Shot in around 40 days in a documentary style for a mere $1.8 million, the film eschewed sets for real locations. “The French Connection was an independent film,” Friedkin recalled. “Aside from the fact it was financed by Twentieth Century-Fox, we had no contact with the studio." In a 2001 L.A. Times interview, Friedkin said it was near impossible to get anyone interested in making the movie. Fox studio head Darryl Zanuck told him, “‘If you guys can make the film for that, go ahead. But I won’t be here when you finish it.’ He was fired a week before we started shooting. It was a miracle we ever got to complete the film.”
The film’s pulsating, pioneering chase sequence in which Popeye drives at a breakneck speed through the Battery as he follows a French hitman trying to escape on the L-Train wasn’t in the original script. “I felt it needed it,” said Friedkin. “A week before we started shooting the film, the producer and I decided to walk from my apartment toward the Battery. It was 55 blocks. All around us we heard the rumble of the train and the subway beneath our feet. That gave us this idea. Then I had to go find out if it was possible for a car ever to catch a train.”

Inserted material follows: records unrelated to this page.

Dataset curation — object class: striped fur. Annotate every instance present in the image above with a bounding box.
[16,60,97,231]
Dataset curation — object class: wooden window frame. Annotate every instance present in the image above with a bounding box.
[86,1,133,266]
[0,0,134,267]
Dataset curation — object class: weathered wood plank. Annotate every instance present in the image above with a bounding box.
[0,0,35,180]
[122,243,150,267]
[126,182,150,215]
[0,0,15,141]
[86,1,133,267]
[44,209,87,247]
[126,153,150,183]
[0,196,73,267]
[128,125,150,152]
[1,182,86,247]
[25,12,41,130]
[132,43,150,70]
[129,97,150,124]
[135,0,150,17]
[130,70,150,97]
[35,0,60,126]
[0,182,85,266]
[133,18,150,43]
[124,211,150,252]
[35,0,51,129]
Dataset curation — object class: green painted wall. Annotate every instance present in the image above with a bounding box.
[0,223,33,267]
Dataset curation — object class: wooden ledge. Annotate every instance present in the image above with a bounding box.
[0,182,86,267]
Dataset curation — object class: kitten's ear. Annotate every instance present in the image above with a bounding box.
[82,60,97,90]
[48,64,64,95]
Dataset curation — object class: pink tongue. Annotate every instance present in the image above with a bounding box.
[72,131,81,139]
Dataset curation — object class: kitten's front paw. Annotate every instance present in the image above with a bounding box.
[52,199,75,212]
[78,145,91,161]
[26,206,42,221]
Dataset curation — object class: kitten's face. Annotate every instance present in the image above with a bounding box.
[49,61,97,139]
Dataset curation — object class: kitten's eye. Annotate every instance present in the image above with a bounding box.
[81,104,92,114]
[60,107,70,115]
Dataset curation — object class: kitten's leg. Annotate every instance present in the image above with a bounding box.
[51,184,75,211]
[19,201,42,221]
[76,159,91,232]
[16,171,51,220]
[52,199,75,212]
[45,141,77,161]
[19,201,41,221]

Anderson returns to the revolutionary theme he explored in Running on Empty with the fourth film in the lineup, Gillo Pontecorvo’s 1966 The Battle of Algiers, which Pauline Kael proclaimed the most stirring revolutionary epic since Battleship Potemkin (1925). The film, which earned Oscar nominations for Best Foreign Language Film, Director and Screenplay, recreates with blood, sweat and tears Algeria’s lengthy and violent struggle for independence from France.
TCM.com notes that it stands out “among political films for its direct impact: it has been studied equally by revolutionary groups and governments throughout the world, including the Pentagon in the lead-up to the Iraq war. A meticulous reconstruction of recent history—the film was shot in Algiers only a few years after the events took place—it provides an unprecedented view inside the operations of an actual insurgent organization.”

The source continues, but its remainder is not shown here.